Update on replacement for EMA electronic application forms (eAFs)
Further details have been released for the Digital Application Dataset Integration (DADI) project to replace the current pdf-based human and veterinary medicine eAFs, from 2022 onwards, with web-based forms on a portal. A summary presentation of the project, an updated questions and answers document, and a features list for the human variations form, are available on the eSubmission website.

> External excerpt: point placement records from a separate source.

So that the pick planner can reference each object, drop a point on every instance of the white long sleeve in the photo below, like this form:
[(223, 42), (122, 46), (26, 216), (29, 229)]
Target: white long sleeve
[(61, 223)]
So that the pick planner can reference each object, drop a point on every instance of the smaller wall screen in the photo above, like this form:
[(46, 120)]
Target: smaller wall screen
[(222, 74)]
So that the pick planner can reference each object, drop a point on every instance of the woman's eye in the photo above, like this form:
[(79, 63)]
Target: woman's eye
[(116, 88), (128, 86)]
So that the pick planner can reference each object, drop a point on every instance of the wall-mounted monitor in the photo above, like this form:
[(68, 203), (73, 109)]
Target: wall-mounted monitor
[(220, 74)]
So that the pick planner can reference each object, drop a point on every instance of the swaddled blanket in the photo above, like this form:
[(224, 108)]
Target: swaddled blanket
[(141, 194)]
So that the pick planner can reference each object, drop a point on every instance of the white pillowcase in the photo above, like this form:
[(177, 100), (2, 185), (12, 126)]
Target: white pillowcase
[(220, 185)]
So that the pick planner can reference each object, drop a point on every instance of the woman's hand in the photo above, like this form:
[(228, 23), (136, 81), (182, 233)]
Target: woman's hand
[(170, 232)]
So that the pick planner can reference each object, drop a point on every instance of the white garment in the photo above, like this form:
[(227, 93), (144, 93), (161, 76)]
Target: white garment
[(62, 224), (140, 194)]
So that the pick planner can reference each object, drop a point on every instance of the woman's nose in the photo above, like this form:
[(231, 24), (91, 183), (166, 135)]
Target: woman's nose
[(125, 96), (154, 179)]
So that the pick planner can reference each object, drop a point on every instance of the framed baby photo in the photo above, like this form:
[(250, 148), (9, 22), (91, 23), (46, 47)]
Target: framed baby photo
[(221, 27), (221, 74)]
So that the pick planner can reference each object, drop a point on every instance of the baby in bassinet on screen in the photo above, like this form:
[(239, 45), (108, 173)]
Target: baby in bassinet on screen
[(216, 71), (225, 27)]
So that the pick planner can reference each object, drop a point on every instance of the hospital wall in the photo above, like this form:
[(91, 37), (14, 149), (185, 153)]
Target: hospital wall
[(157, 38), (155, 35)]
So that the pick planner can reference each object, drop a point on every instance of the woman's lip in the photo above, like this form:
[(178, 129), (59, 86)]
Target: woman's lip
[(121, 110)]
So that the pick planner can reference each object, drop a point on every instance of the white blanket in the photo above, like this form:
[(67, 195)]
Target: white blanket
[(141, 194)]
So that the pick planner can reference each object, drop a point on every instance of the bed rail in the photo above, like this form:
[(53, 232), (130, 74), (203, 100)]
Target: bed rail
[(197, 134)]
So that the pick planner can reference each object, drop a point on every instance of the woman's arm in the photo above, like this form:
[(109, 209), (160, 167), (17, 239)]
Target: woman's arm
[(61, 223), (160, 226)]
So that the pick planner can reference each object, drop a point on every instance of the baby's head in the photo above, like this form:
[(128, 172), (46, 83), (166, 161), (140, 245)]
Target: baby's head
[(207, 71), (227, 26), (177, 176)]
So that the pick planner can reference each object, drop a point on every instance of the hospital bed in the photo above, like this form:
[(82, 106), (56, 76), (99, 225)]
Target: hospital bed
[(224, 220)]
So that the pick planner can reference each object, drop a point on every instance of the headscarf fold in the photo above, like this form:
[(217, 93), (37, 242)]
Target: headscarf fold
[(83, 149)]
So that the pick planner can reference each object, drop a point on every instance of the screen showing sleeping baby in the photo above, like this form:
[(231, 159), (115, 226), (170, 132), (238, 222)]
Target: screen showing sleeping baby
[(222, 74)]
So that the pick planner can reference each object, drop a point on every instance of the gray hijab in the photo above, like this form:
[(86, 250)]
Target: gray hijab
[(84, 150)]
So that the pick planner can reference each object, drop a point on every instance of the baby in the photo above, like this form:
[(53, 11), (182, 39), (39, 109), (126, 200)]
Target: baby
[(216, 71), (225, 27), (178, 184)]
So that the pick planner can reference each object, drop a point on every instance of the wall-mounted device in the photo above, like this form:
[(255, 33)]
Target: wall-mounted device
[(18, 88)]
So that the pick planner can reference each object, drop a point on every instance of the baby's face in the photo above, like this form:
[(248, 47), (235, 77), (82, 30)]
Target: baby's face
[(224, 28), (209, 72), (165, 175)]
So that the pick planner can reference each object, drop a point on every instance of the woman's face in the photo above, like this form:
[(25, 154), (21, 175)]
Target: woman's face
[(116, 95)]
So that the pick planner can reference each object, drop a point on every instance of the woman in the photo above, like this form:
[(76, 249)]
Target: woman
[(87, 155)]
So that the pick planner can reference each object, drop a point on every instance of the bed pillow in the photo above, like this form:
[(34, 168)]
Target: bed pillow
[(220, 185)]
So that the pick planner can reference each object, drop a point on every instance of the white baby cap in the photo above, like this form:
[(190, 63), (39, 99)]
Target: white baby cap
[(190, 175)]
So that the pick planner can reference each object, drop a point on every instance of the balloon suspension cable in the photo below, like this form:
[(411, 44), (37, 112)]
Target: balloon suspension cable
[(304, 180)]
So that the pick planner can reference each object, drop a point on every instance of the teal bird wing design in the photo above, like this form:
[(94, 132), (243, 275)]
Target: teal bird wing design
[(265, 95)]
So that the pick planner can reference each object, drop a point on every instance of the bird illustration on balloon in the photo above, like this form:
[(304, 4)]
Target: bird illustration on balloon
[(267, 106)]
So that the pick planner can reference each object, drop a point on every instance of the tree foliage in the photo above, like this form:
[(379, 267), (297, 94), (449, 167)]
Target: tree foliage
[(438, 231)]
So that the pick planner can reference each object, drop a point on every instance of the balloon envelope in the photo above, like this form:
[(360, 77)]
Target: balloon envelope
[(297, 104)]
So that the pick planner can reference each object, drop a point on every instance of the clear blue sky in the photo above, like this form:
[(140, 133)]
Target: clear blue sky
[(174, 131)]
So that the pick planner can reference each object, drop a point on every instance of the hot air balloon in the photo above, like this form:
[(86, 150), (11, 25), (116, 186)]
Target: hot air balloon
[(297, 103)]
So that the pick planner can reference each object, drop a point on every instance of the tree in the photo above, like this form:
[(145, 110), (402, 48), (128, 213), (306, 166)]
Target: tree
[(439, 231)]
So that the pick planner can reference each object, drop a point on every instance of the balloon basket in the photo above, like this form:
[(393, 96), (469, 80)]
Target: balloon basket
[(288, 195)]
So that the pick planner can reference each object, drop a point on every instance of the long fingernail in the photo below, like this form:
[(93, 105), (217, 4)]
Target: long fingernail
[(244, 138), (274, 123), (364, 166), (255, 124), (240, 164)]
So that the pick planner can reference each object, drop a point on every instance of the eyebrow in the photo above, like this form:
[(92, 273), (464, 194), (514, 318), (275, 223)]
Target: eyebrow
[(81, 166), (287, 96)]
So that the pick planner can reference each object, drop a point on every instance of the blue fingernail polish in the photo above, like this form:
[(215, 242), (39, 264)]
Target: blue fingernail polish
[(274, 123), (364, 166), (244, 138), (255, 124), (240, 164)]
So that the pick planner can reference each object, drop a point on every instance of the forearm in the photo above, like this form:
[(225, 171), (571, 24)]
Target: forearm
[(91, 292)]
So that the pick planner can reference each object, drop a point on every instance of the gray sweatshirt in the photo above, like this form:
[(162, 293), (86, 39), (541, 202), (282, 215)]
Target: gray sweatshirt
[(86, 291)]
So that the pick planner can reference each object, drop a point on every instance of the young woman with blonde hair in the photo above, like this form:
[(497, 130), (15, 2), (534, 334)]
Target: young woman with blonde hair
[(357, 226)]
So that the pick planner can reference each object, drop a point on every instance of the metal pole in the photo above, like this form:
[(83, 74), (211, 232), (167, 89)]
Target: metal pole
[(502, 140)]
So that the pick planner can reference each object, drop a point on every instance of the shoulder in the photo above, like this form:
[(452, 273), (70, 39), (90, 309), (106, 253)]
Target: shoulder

Website link: https://lnkd.in/gbjpWDr
Clarity sought from the US FDA on ICH Q12 implementation
Following a public consultation, the US FDA has received several comments on its draft guidance on how ICH Q12 is to be implemented in the US. The ICH Q12 guideline facilitates the management of postapproval CMC changes for new and marketed pharmaceuticals and drug substances. Some members of pharmaceutical industry have asked the FDA to align reporting categories with the ICH Q12 guideline on postapproval changes. Other members seek clarity on how manufacturers can use postapproval change management protocols (PACMPs) to support a lower reporting category. Clarity has also been requested on whether the new guidance replaces the Agency’s guidance on established conditions (ECs) that was published in 2015 or whether the two guidelines should be used in conjunction.